Vino e blockchain, ci prova anche Ibm
AGI – Quella del vino è una filiera complessa. C’è la qualità della materia prima, ma anche processi di lavorazione diversi e regole precise. Obbedire a un disciplinare di origine vuol dire distinguersi per caratteristiche e appeal commerciale. E poi il vino è un prodotto in continua evoluzione, che non si ferma una volta imbottigliato e richiede standard di conservazione per tutta la sua esistenza. Tutti questi elementi portano a un’esigenza: controllare il percorso dalla vite al calice nel modo più rigido possibile. Per Ibm una possibile soluzione è l’utilizzo della blockchain: con eProvence ha lanciato VinAssure, una piattaforma che ambisce a tracciare l’intero processo produttivo.
Come funziona VinAssure
Ibm ci mette il cloud e la tecnologia della sua Blockchain Transparent Supply (già utilizzata in altre filiere); eProvenance, azienda specializzata nel monitoraggio e nell’analisi della catena di distribuzione del vino, integra la soluzione con il suo algoritmo proprietario, che valuta diversi elementi e definisce un punteggio (da zero a cento) per identificare eventuali cambiamenti nella qualità del prodotto. Con un QR code sulla bottiglia, sarà quindi possibile conoscere la provenienza del vino, i profili aromatici e gli standard normativi.
Il primo brand ad aver aderito è De Maison Selections, importatore statunitense di vini, sidro e liquori di produttori indipendenti spagnoli e francesi. VinAssure è stata adottata anche da Ste. Michelle Wine Estates (la terza azienda vinicola premium negli Stati Uniti per dimensioni) e da Maison Sichel, viticoltore e venditore di Bordeaux.
Vino e blockchain in Italia
“eProvenance monitora i vini italiani provenienti da più cantine per vari importatori – spiega Fabio Malosio, Blockchain Solution Leader per IBM Italia – ma al momento non ci sono trattative con cantine italiane riguardo a VinAssure. Questo però è il nostro primo annuncio e siamo ancora all’inizio del processo”. VinAssure non è il solo progetto che va in questa direzione: nel 2017 EY ed Ez Lab hanno creato la Wine Blockchain EY, adottata dalla foggiana Cantina Placido Volpone (uno dei soci è l’attore Michele), che così è diventata la prima al mondo a tracciare la filiera di un vino.

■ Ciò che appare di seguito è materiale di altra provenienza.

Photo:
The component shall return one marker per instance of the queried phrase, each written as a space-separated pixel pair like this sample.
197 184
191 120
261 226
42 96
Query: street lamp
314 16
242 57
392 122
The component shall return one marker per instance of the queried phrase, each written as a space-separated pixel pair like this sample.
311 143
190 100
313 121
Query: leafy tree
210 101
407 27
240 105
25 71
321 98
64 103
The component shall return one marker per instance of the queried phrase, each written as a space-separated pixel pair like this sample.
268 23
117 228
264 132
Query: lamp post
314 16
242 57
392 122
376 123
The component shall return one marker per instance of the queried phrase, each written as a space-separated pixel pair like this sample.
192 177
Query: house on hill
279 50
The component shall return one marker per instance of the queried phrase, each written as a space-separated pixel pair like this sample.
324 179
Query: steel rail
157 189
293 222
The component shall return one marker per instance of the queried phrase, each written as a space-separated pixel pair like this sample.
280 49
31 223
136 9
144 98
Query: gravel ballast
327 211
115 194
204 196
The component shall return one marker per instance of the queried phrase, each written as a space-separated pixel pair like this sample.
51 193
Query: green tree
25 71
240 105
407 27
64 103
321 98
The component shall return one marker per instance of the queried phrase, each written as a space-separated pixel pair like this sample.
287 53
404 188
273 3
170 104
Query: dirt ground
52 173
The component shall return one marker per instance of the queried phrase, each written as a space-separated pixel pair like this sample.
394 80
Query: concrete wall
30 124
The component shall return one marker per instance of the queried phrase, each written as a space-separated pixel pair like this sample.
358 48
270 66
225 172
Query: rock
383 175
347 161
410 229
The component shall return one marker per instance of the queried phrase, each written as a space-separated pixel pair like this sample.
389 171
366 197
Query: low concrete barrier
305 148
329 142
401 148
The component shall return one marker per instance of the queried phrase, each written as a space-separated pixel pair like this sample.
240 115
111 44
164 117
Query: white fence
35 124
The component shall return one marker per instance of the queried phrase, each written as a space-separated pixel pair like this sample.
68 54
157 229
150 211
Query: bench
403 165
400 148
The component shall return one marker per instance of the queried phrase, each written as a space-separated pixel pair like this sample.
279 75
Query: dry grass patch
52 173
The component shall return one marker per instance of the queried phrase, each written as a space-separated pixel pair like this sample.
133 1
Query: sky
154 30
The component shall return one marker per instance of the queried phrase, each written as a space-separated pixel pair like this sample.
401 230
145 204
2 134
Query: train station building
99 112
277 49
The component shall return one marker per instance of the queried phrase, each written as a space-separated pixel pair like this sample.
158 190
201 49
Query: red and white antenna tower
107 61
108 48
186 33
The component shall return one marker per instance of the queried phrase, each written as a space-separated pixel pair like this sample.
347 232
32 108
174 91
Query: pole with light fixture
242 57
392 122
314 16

Integrità e sicurezza dei dati
Raj Rao, General Manager Ibm Blockchain Platforms, è convinto che “una registrazione digitale non modificabile delle transazioni” rappresenti “il futuro della movimentazione delle merci sensibili. Il consumatore ottiene così maggiori dettagli sul vino acquistato e può constatare se il profumo e il sentore riflettano l’intenzione e la cura con le quali è stato prodotto”.
Vero, anche se con un paio di avvertenze. La prima: la conservazione è fondamentale per mantenere integro un vino, ma anche nelle migliori cantine capitano inconvenienti. Per quanto la tecnologia aiuti, il vino non è matematica. La seconda: non essendo un dato creato ma inserito su blockchain, c’è sempre un margine di esposizione all’attività fraudolenta. Banalmente: se dichiaro che un vino è Doc quando non lo è, la blockchain non può compiere una verifica e smentirmi all’istante.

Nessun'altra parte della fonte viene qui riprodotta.